AXI Slave Timeouts (DMA_PCIS)#
The Shell provides a timeout mechanism which terminates any outstanding AXI transactions after 8 uS.
There is a separate timeout per interface.
Upon the first timeout, metrics registers are updated with the offending address and a counter is incremented.
Upon further timeouts the counter is incremented.
These metrics registers can be read via the fpga-describe-local-image found in Amazon FPGA Image Management Tools
Timeouts can occur for three reasons:
The CL doesn’t respond to the address (reserved address space)
The CL has an AXI protocol violation which causes a hang on the bus
The CL design’s latency exceeds the timeout threshold.
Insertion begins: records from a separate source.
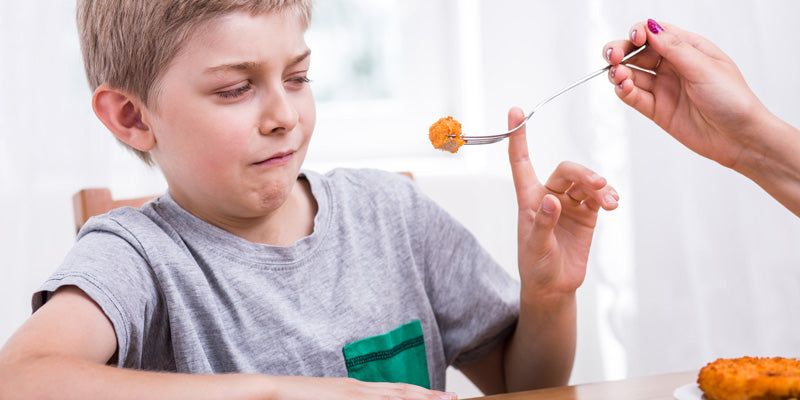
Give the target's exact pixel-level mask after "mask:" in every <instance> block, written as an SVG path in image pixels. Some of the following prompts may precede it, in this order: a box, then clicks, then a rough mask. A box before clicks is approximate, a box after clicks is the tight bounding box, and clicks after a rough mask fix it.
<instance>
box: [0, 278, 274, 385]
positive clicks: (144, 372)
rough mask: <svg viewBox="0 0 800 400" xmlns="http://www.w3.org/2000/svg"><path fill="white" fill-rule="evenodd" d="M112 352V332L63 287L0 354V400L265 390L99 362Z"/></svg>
mask: <svg viewBox="0 0 800 400" xmlns="http://www.w3.org/2000/svg"><path fill="white" fill-rule="evenodd" d="M116 348H117V339H116V335H115V333H114V328H113V326H112V324H111V322H110V321H109V320H108V318H106V316H105V314H103V312H102V311H101V309H100V307H99V306H97V304H96V303H94V301H92V300H91V299H90V298H89V297H88V296H87V295H86V294H85V293H84V292H83V291H81V290H80V289H78V288H76V287H74V286H66V287H63V288H61V289H59V290H58V291H56V293H55V294H54V295H53V297H52V298H51V299H50V300H49V301H48V302H47V303H45V304H44V305H43V306H42V307H41V308H40V309H39V310H37V311H36V312H35V313H34V314H33V315H32V316H31V317H30V318H29V319H28V321H27V322H25V324H23V325H22V327H21V328H20V329H19V330H18V331H17V332H16V333H15V334H14V335H13V336H12V337H11V339H9V341H8V342H7V343H6V345H5V346H4V348H3V349H2V350H0V381H3V382H4V384H3V385H0V399H19V398H26V399H36V398H51V397H53V396H54V395H56V396H58V397H59V398H65V399H68V398H74V399H93V398H97V399H109V398H120V399H124V398H130V399H142V398H150V399H157V398H165V399H167V398H171V399H175V398H195V399H201V398H225V397H228V398H259V397H256V396H249V397H248V396H244V395H245V394H246V393H245V392H248V391H249V392H252V393H254V394H256V393H257V392H258V391H259V390H261V391H264V392H267V390H266V389H268V388H269V387H268V386H267V385H264V384H261V383H260V381H259V380H258V379H257V377H256V376H248V375H219V376H200V375H198V376H192V375H181V374H169V373H156V372H143V371H134V370H129V369H122V368H116V367H112V366H108V365H106V363H107V362H108V360H109V359H111V358H112V357H113V355H114V353H115V352H116ZM259 385H260V386H261V387H259ZM236 391H240V392H241V393H236ZM263 398H266V397H263Z"/></svg>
For example if the cycle is going to DDR, accumulated DDR arbitration and access latencies may exceed the timeout threshold value.
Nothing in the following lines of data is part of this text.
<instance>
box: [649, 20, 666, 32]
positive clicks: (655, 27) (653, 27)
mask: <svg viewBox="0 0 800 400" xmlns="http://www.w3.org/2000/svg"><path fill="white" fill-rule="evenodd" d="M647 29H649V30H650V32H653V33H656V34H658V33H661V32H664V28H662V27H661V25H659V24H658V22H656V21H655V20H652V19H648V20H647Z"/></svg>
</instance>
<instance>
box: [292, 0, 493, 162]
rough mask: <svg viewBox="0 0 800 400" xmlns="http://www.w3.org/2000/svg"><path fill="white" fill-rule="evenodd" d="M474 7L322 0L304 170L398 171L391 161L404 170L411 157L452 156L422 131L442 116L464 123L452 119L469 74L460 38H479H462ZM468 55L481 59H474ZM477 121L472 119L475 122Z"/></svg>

Best practice is to ensure addresses to reserved address space are fully decoded in the CL design.
If accessing DDR, note DMA accesses to DDR will accumulate which can lead to timeouts if the transactions are not completed fast enough. This is especially true for CL designs operating at 125MHz or below. See cl_dram_hbm_dma.This example illustrates best practice for DMA operations to DDR.
CL designs which have multiple masters on the AXI “fabric” will also incur arbitration delays.
If a timeout is suspected, debug by reading the metrics registers. The saved offending address should help narrow whether this is to DDR or registers/RAMs inside the FPGA. The developer should investigate if design parameters allow for long latency responses to the offending address. If not, then the developer should investigate protocol violations.
⚠️ Once a timeout happens, the DMA/PCIS interface may no longer be functional and the AFI/Shell must be re-loaded with fpga-load-local-image.
AXI Master Timeouts (PCIM)#
AXI Master transactions can timeout when the CL does not respond to the same channel within the 8us timeout. Possible causes for an AXI PCIM timeout include:
Does not complete Write Data
Does not assert BREADY when BVALID is asserted
Does not assert RREADY when RVALID is asserted
Best practice is to have store and forward buffers for any slow masters (write), and to not issue read requests if the CL is not able to buffer the returned read data.
How to detect a shell timeout has occurred#
Shell-CL interface timeouts can be detected by checking for non-zero timeout counters. These metrics can be read using this command:
ubuntu@ip-172-31-35-24:~$ sudo fpga-describe-local-image -S 0 --metrics
AFI 0 agfi-0f0e045f919413242 loaded 0 ok 0 0x04151701
AFIDEVICE 0 0x1d0f 0xf000 0000:34:00.0
virtual-jtag-slave-timeout=0
ocl-slave-timeout=0
sda-slave-timeout=0
dma-pcis-timeout=0
pcim-range-error=0
pcim-axi-protocol-error=0
dma-range-error=0
pcim-axi-protocol-4K-cross-error=0
pcim-axi-protocol-bus-master-enable-error=0
pcim-axi-protocol-request-size-error=0
pcim-axi-protocol-write-incomplete-error=0
pcim-axi-protocol-first-byte-enable-error=0
pcim-axi-protocol-last-byte-enable-error=0
pcim-axi-protocol-bready-error=0
pcim-axi-protocol-rready-error=0
pcim-axi-protocol-wchannel-error=0
pcim-range-error-addr=0x0
pcim-range-error-count=0
pcim-axi-protocol-error-addr=0x0
pcim-axi-protocol-error-count=0
pcim-write-count=0
pcim-read-count=0
dma-pcis-timeout-addr=0x0
dma-pcis-timeout-count=0
ocl-slave-timeout-addr=0x0
ocl-slave-timeout-count=0
sda-slave-timeout-addr=0x0
sda-slave-timeout-count=0
virtual-jtag-slave-timeout-addr=0x0
virtual-jtag-slave-timeout-count=0
virtual-jtag-slave-write-count=0
virtual-jtag-slave-read-count=0
DDR0
write-count=0
read-count=0
Power consumption (Vccint):
Last measured: 9 watts
Average: 9 watts
Max measured: 10 watts
Cached agfis:
For detailed information on metrics, see Amazon FPGA Image Management Tools README
NOTE: The least significant 2 bits of the timeout address fields (sdacl-slave-timeout-addr, virtual-jtag-slave-timeout-addr, ocl-slave-timeout-addr, bar1-slave-timeout-addr and dma-pcis-timeout-addr) in the metrics are used to report whether the timeout occurred due to READ or WRITE transaction. The bits in timeout address should be interpreted as follows:
timeout-addr[1:0] == 2'b01- Interface timed out on READ transaction (Could be either on AR or R channels).timeout-addr[1:0] == 2'b10- Interface timed out on WRITE transaction (Could be on AW, W or B channels).True 32bit aligned address that triggered first timeout = {timeout-addr[1:0], 2’b00}.